Update on biochemical properties of recombinant Pseudomonas diminuta phosphotriesterase

Abstract

Phosphotriesterase from Pseudomonas diminuta (PTE; EC 3.1.8.1) hydrolyzes organophosphate insecticides and chemical warfare agents. The two zinc cations in the active center can be substituted. Co(2+)-containing PTE is the most efficient but least stable isoform. Gel filtration showed that PTE is monomeric at the submicromolar concentrations used in kinetic assays. The analysis of the recombinant enzyme by X-ray fluorescence spectrometry and CCT-ICP-MS, confirms that recombinant Zn-PTE contains only Zn(2+) whereas Co-PTE has Zn(2+) and Co(2+) in equimolar amount, with Co(2+) most likely in the reported labile beta-site.

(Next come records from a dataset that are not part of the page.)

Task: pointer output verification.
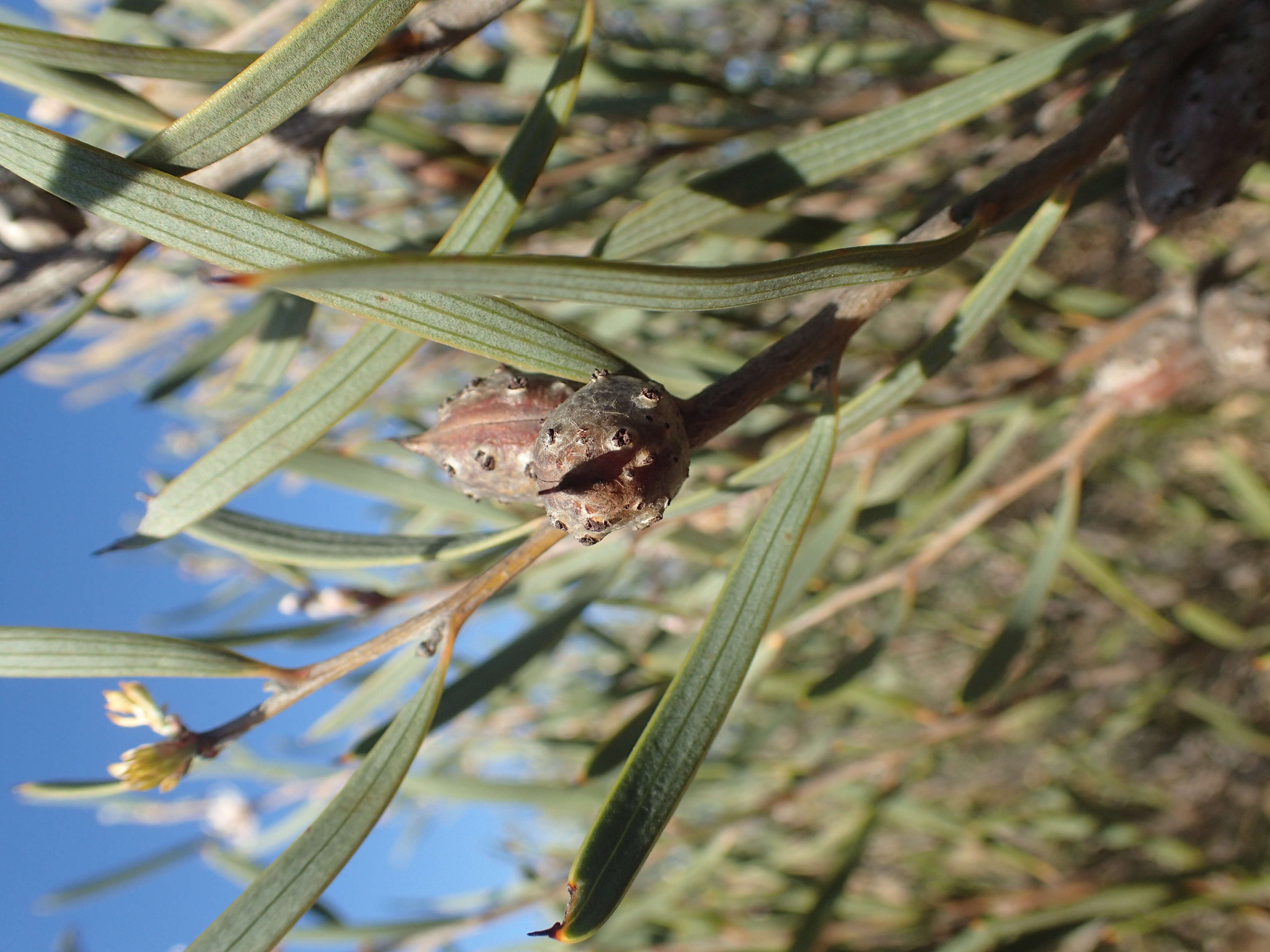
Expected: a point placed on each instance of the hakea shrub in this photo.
(886, 676)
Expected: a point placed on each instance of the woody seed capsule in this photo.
(613, 455)
(484, 435)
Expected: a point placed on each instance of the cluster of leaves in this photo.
(941, 711)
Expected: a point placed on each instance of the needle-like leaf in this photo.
(696, 704)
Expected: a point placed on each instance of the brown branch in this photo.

We noted that recombinant PTE is unstable at low concentrations and must be stabilized by a protein environment. We tested the effect of excess of various metal cofactors on PTE-catalyzed hydrolysis of paraoxon. We notably observed that ZnCl(2) induces a non-competitive partial inhibition of Zn(2+)- and Co(2+)-PTE at pH 8.5 (apparent Ki=155 microM and 52 microM, respectively). Inhibition results from interactions with colloidal Zn(OH)(2) formed in alkaline buffer that alters the catalytic machinery. NiCl(2) caused a similar effect at higher concentrations (apparent Ki=3 mM). We observed that mutating His123, a surface residue close to an alleged allosteric site, dramatically altered the bacterial expression yield of Co(2+)-PTE, Ki for Zn(OH)(2) inhibition, k(cat) (up to 60 fold) for paraoxon hydrolysis, but not K(M). Issues addressed in this work are important for future biotechnological developments of PTE as a detoxifying enzyme.